Similarly, it is also increasingly evident that planned cesarean finances are not equal to emergency procedures (the costs of which largely belong with the planned vaginal deliveries' account), and that a more exact calculation of planned vaginal delivery and planned cesarean delivery cost and outcomes would be useful.

Just as there are women who choose to deliver their babies at home, there are also women at the other end of the choice spectrum for whom planned surgery is their preferred birth plan, and increasingly, obstetricians are supporting their choice. However, many public health groups, insurance companies and individual hospitals - preoccupied with reducing a rising national cesarean rate linked more to increasing maternal age, incidence of obesity and repeat cesareans than to maternal request - are discouraging and even refusing cesarean choice.

Contrary to some of the more negative media interpretations, these women are not seeking to schedule surgery around their pedicures and manicures (it's an insult to women and indeed the doctors who deliver their babies to suggest that), but rather to ensure (in their opinion) the safest outcome for their babies and themselves. For some, there is no medical indication (they have simply evaluated the risks and benefits of both vaginal and cesarean delivery and chosen the potential outcomes most acceptable to them), while for others, they may be diagnosed with tokophobia or have endured a previous traumatic delivery.

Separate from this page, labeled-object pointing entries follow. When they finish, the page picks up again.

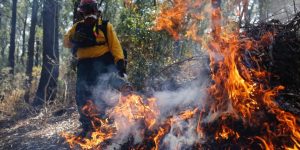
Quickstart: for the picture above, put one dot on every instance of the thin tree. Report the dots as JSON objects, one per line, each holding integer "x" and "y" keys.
{"x": 30, "y": 52}
{"x": 12, "y": 47}
{"x": 24, "y": 34}
{"x": 48, "y": 82}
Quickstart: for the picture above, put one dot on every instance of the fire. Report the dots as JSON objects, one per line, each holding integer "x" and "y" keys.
{"x": 240, "y": 111}
{"x": 129, "y": 110}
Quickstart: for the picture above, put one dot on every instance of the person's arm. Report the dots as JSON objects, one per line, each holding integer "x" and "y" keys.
{"x": 68, "y": 35}
{"x": 114, "y": 44}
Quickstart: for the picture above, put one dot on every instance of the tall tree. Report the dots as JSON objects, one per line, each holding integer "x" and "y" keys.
{"x": 30, "y": 52}
{"x": 48, "y": 82}
{"x": 24, "y": 33}
{"x": 12, "y": 46}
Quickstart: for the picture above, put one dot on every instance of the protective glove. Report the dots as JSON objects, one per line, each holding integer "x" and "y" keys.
{"x": 121, "y": 67}
{"x": 73, "y": 63}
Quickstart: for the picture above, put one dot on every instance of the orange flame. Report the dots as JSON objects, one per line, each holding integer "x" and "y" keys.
{"x": 239, "y": 93}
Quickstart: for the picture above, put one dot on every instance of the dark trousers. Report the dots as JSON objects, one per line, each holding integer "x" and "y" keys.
{"x": 90, "y": 74}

We, the undersigned, call on the National Committee for Quality Assurance (NCQA), the National Institute for Health and Clinical Excellence (NICE), and the Society of Obstetricians and Gynaecologists of Canada (SOGC) to recognize planned, prophylactic cesarean delivery at confirmed 39-40 weeks gestation as a legitimate birth choice for healthy pregnant women (planning a small family) who want to avoid the unpredictable nature of vaginal delivery with all its potential outcomes (including an emergency cesarean) and associated risks (for mother and baby), and prefer instead to accept the risks associated with planned surgery.

Important note:- This petition advocates cesarean choice as opposed to advocating cesarean delivery for all women.